The changes to taxable income include:

  • Limit the corporate net operating loss deduction to $100,000 annually for taxable years ending on or after December 31, 2021 and before December 31, 2024.
  • Require an additional adjustment for taxpayers who claim the 100% federal bonus depreciation deduction that was enacted as part of the 2017 tax reform act. This adjustment is effective for taxable years ending on or after December 31, 2021.
  • For taxable years ending on or after June 30, 2021, the bill decouples Illinois from the federal corporate deductions for global intangible low-taxed income (GILTI) related to certain foreign-sourced dividends.

The bill also rolls back earlier legislation intended to phase out the Illinois corporate franchise tax. The proposed law continues to exempt the first $1,000 of a taxpayer’s liability but removes the language to eliminate the tax.
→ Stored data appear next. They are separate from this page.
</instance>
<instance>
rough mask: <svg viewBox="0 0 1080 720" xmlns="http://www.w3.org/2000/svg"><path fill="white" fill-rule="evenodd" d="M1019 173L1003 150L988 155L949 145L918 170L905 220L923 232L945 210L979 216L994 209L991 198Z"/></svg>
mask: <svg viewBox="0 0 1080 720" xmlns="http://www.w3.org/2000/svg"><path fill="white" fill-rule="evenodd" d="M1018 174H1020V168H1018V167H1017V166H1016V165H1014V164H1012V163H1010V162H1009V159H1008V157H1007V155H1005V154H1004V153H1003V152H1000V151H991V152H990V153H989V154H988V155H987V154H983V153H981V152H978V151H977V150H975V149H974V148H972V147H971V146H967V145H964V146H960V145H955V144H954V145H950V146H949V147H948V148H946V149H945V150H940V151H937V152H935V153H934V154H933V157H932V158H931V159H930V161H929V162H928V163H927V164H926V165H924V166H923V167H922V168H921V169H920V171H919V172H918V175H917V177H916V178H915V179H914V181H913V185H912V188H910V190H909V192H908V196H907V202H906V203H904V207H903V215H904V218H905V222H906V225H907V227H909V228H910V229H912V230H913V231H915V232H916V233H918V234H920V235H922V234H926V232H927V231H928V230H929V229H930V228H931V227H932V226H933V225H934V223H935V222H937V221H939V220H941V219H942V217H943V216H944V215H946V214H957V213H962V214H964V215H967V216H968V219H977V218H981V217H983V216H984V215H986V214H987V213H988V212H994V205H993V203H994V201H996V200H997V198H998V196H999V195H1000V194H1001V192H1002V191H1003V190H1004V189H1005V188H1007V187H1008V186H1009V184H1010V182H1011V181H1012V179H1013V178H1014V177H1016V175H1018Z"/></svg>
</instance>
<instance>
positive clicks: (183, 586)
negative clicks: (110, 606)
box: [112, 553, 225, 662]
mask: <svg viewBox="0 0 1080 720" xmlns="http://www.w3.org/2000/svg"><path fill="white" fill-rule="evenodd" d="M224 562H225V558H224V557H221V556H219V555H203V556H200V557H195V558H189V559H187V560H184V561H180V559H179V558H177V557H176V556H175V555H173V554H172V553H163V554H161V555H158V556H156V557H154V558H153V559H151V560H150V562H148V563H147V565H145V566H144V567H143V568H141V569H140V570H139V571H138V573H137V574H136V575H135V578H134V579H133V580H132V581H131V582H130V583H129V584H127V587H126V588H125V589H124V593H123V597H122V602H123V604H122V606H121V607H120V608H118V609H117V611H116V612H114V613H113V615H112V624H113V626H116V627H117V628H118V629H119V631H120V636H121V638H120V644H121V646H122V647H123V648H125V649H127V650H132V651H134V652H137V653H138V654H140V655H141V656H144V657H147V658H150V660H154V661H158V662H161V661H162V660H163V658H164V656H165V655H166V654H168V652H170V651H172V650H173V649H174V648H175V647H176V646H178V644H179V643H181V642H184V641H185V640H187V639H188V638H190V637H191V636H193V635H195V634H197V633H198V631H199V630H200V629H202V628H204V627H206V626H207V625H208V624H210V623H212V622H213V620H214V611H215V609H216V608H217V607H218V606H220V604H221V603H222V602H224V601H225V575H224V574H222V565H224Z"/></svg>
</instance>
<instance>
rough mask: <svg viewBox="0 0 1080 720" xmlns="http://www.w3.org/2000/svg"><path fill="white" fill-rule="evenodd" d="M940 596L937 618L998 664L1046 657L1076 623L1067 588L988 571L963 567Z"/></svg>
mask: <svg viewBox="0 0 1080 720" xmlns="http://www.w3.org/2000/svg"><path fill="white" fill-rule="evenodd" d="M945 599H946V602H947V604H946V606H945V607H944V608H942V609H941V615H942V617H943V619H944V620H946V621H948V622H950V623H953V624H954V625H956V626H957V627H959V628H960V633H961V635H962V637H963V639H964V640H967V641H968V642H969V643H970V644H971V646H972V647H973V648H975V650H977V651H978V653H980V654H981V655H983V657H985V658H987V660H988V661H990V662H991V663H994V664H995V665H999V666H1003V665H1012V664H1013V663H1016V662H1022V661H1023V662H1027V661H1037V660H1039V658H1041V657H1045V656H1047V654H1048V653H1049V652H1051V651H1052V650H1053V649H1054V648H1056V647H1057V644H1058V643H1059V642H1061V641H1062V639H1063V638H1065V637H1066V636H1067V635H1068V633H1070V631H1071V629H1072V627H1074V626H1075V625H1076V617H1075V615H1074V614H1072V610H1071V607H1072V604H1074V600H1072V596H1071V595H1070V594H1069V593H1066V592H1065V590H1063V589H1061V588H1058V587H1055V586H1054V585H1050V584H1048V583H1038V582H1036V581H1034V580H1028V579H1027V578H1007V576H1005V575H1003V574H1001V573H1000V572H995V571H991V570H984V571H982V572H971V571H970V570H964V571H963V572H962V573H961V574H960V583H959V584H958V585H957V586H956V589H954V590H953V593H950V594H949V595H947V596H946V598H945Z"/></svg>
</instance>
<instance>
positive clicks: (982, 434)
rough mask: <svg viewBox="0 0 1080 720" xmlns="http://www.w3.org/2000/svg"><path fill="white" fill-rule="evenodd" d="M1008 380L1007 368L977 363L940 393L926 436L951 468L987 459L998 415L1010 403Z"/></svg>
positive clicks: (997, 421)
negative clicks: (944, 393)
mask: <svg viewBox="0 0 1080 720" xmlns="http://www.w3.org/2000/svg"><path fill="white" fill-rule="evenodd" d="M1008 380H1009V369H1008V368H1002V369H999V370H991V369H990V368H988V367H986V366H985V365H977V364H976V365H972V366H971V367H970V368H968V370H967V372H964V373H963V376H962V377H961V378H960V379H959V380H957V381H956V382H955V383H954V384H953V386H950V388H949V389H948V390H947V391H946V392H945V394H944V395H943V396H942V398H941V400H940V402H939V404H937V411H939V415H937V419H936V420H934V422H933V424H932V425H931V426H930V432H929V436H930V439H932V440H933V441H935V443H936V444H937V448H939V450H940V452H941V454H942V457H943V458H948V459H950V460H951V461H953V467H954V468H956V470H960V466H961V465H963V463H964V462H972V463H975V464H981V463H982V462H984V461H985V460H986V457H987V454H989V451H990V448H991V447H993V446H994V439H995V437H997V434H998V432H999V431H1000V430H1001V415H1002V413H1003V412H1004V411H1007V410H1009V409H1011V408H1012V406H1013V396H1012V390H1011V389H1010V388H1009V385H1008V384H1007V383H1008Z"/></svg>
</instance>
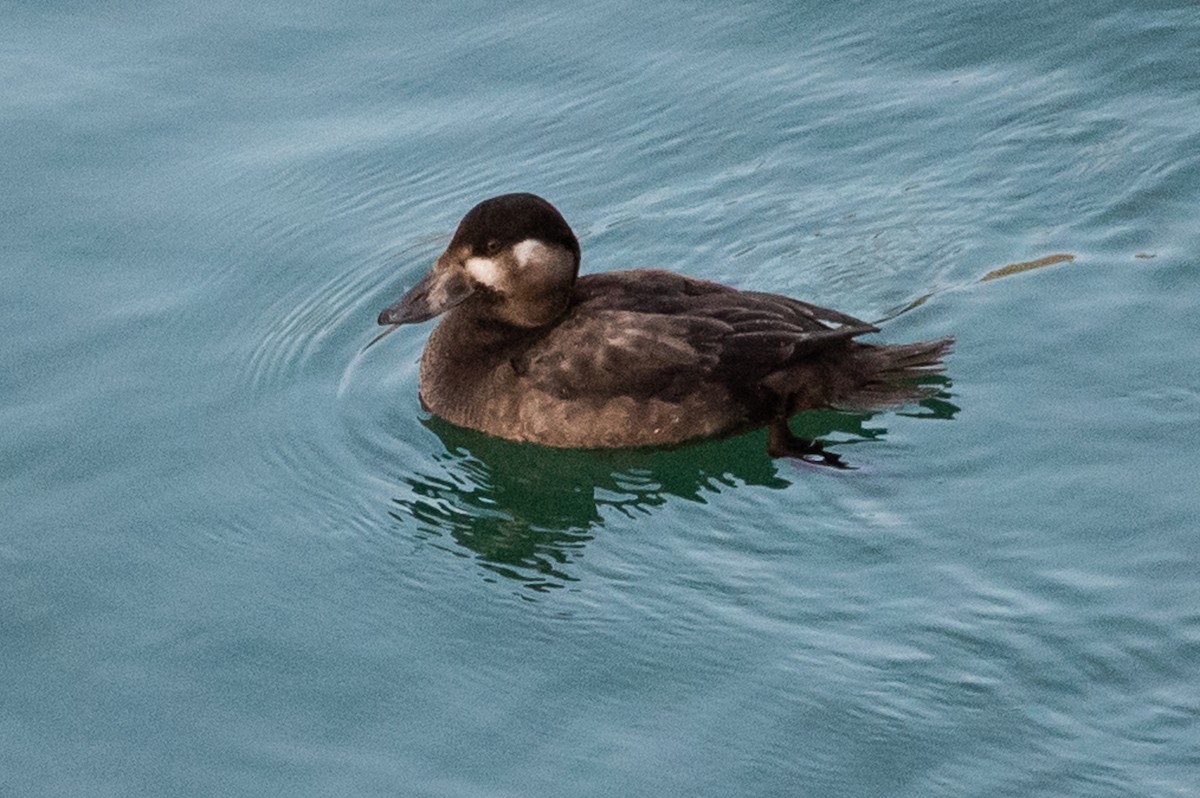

Illinois Assembly Approves SALT Cap Workaround for Partnerships and S Corporations

The Illinois General Assembly unanimously passed S.B. 2531, allowing a workaround to the federal $10,000 cap on state and local tax deductions. Governor J.B. Pritzker is also expected to sign this bill into law.

For taxable years ending on or after December 31, 2021 and beginning prior to January 1, 2026, partnerships and S corporations can elect to pay an entity-level income tax at the 4.95% rate and then partners and shareholders would claim a credit on their tax return. The entity-level tax is not subject to the SALT cap. 

This entity-level tax is subject to estimated tax requirements unlike the replacement tax and pass-through withholding.  The election could provide a significant federal tax benefit to partners and S corporation shareholders, however, it needs to be carefully considered based on your particular tax situation.